The fighting continued sporadically in the savannas between Villanueva, Monterrey and Tauramena.

“At that time the Urabeños (Castanos men) retook the at the same
time as the fighters loyal to Martín Llanos, whom many said had surely
made a pact with the devil. Prisoners were shoved a corral, were given
only one meal a day, and every week one was beheaded. They were guys
who painted their nails black and lined up to drink the blood of the
victims,” said another woman whose daughter, lived for a time with one
Llanos’ men.

In July, 2004 the war did not stop. While the army secured El
Tropezón and captured ACC fighters, on the outskirts of Monterrey, the
crows became fat on those who fell in battle.

In a single day in Puerto Lopez 30 child soldiers died and in
Tauramena 20 others were killed during fighting near La Candelaria.
Their bodies were pulled by tractors and cast into the river Metada
with their stomachs cut open so they would sink.

Fighting led to displacement in Las Delicias, El Yari, El Retorno,
El Tranquero, and almost everywhere that the forces of Llanos and
Castano met. About 30,000 people were forced to leave La Tronca de la
Selva, Many protested because the Army did nothing against Miguel
Arroyave’s overwhelming war machine.

When the end was near, Martín Llanos took refuge with a guard of 10
men and 70 children — recruited in Bogotá, Villavicencio and the region
— who were used as human shields to cover the paramilitary leader’s
flighr to flee.

Days later, on 26 September, the government said in a statement that
the 79 men of the ACC were killed. Many of the fighters surrendered and
others were captured, while Llanos, wounded, fled to Ecuador.

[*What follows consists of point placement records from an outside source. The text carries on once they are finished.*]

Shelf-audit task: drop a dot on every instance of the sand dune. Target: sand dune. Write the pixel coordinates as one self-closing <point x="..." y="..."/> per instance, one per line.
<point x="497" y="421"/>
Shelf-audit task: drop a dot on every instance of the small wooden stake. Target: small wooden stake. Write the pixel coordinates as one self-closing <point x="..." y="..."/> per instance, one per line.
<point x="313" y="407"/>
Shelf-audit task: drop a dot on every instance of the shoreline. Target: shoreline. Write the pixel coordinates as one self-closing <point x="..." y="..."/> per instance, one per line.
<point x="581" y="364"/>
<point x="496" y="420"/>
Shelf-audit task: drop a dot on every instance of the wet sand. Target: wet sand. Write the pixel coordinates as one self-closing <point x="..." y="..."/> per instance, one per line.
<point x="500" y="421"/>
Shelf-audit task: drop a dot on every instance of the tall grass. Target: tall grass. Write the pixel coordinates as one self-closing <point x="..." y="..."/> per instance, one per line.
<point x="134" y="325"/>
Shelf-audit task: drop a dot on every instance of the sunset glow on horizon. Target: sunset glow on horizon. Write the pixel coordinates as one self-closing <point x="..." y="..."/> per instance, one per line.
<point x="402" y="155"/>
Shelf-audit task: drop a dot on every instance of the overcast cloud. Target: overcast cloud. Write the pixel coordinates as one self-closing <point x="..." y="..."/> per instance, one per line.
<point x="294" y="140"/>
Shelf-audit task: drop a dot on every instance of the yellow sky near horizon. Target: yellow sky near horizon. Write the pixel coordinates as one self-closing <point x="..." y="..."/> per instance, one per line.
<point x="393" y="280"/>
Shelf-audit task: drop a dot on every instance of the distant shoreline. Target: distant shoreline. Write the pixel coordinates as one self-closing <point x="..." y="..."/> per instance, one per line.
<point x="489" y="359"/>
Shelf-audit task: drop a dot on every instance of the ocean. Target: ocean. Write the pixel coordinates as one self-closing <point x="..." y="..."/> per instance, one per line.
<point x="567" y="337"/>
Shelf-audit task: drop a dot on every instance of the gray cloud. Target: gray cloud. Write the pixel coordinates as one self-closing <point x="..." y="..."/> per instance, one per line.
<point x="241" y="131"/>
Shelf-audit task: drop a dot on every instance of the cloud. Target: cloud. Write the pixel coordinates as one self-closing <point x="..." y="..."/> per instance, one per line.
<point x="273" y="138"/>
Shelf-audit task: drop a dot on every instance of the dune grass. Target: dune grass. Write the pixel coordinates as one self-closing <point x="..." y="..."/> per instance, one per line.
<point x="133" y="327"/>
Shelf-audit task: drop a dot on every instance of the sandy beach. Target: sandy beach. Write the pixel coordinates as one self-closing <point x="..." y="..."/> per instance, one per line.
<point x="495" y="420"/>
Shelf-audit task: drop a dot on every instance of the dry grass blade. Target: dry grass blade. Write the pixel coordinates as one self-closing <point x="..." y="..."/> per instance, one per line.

He then
moved to Brazil and later to the border between Colombia and Venezuela,
where he still sends threats and warnings of revenge to enemies in
Monterrey.

Although hundreds of paramilitary units of the Casanare Centaurs
demobilized, there is a legend in the region that Martin Llanos’ shadow
lurks among the plains, waiting to regain political and military power,
while at the same time asking for inclusion in Justice and Peace Law.

A shadow that lingers still, sowing terror throughout the plains of Casanare.